# [STARTER] Udaplay Project

## Part 01 - Offline RAG

In this part of the project, you'll build your VectorDB using Chroma.

The data is inside folder `project/starter/games`. Each file will become a document in the collection you'll create.
Example.:
```json
{
  "Name": "Gran Turismo",
  "Platform": "PlayStation 1",
  "Genre": "Racing",
  "Publisher": "Sony Computer Entertainment",
  "Description": "A realistic racing simulator featuring a wide array of cars and tracks, setting a new standard for the genre.",
  "YearOfRelease": 1997
}
```


### Setup

In [1]:
# Only needed for Udacity workspace

import importlib.util
import sys

# Check if 'pysqlite3' is available before importing
if importlib.util.find_spec("pysqlite3") is not None:
    import pysqlite3
    sys.modules['sqlite3'] = sys.modules.pop('pysqlite3')

In [2]:
import os
import json
import chromadb
from chromadb.utils import embedding_functions
from dotenv import load_dotenv

In [3]:
# Environment variables are stored in ../../.env file with:
# OPENAI_API_KEY - For LLM API calls
# CHROMA_OPENAI_API_KEY - For embedding generation (same as OPENAI_API_KEY)
# TAVILY_API_KEY - For web search fallback (used in Part 2)

In [4]:
# Load environment variables from .env file
load_dotenv("../../.env")  # Path relative to this notebook (goes up to MASTERS directory)

# Verify keys are loaded
OPENAI_API_KEY = os.getenv("OPENAI_API_KEY")
CHROMA_OPENAI_API_KEY = os.getenv("CHROMA_OPENAI_API_KEY", OPENAI_API_KEY)

print(f"OpenAI API Key loaded: {'Yes' if OPENAI_API_KEY else 'No'}")
print(f"Chroma OpenAI API Key loaded: {'Yes' if CHROMA_OPENAI_API_KEY else 'No'}")

OpenAI API Key loaded: Yes
Chroma OpenAI API Key loaded: Yes


### VectorDB Instance

In [5]:
# Instantiate ChromaDB Client with persistent storage
# This ensures the database persists across notebook restarts
# Data will be stored in ./chromadb folder
chroma_client = chromadb.PersistentClient(path="chromadb")

print(f"ChromaDB client initialized at: ./chromadb")
print(f"Existing collections: {chroma_client.list_collections()}")
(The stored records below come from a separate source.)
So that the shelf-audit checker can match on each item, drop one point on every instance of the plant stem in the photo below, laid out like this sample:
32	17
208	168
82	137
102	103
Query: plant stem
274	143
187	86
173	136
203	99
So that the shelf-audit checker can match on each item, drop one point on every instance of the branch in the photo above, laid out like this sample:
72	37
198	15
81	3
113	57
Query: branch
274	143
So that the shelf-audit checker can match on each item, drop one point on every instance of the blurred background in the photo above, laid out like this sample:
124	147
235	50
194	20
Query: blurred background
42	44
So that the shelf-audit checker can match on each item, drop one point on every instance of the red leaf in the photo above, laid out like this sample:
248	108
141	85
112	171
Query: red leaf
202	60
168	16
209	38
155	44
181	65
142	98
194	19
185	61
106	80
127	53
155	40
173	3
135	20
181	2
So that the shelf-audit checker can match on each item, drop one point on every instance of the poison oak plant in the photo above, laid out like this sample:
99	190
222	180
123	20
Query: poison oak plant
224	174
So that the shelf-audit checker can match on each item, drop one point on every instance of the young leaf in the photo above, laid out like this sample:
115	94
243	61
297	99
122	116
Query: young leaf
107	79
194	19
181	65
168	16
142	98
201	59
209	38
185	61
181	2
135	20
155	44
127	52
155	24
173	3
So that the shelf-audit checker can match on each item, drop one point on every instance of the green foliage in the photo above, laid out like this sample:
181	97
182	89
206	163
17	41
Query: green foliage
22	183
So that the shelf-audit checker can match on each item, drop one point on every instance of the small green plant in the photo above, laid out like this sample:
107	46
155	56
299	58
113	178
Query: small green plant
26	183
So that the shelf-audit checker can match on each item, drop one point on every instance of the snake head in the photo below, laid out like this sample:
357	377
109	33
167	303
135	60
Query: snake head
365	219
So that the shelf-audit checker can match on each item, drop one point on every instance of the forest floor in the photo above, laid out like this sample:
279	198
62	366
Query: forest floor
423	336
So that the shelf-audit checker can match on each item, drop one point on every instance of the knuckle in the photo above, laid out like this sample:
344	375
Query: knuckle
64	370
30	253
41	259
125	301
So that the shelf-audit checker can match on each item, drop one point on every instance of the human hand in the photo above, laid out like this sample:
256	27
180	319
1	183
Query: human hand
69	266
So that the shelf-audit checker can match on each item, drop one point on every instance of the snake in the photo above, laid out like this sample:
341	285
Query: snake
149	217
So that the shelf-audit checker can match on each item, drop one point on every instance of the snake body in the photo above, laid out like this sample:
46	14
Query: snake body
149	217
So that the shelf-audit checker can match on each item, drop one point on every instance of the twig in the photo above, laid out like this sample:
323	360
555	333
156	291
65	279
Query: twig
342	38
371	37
ChromaDB client initialized at: ./chromadb
Existing collections: [Collection(name=udaplay)]


### Collection

In [6]:
# Create OpenAI embedding function
# This converts text into vector embeddings (arrays of 1536 numbers)
# The same embedding function must be used for both indexing and querying
embedding_fn = embedding_functions.OpenAIEmbeddingFunction(
    api_key=CHROMA_OPENAI_API_KEY,
    model_name="text-embedding-3-small"  # Efficient and cost-effective model
)

print("OpenAI embedding function created (model: text-embedding-3-small)")

OpenAI embedding function created (model: text-embedding-3-small)


In [7]:
# Create or get the collection
# Using get_or_create_collection to avoid errors if the collection already exists
# This is safer than create_collection which throws an error if collection exists
collection = chroma_client.get_or_create_collection(
    name="udaplay",
    embedding_function=embedding_fn
)

print(f"Collection 'udaplay' ready")
print(f"Current document count: {collection.count()}")

Collection 'udaplay' ready
Current document count: 15


### Add documents

In [8]:
# Process and add game documents to the collection
data_dir = "games"

# Track how many documents we add
added_count = 0
skipped_count = 0

# Get existing IDs to avoid duplicates (important when re-running the notebook)
existing_ids = set(collection.get()["ids"])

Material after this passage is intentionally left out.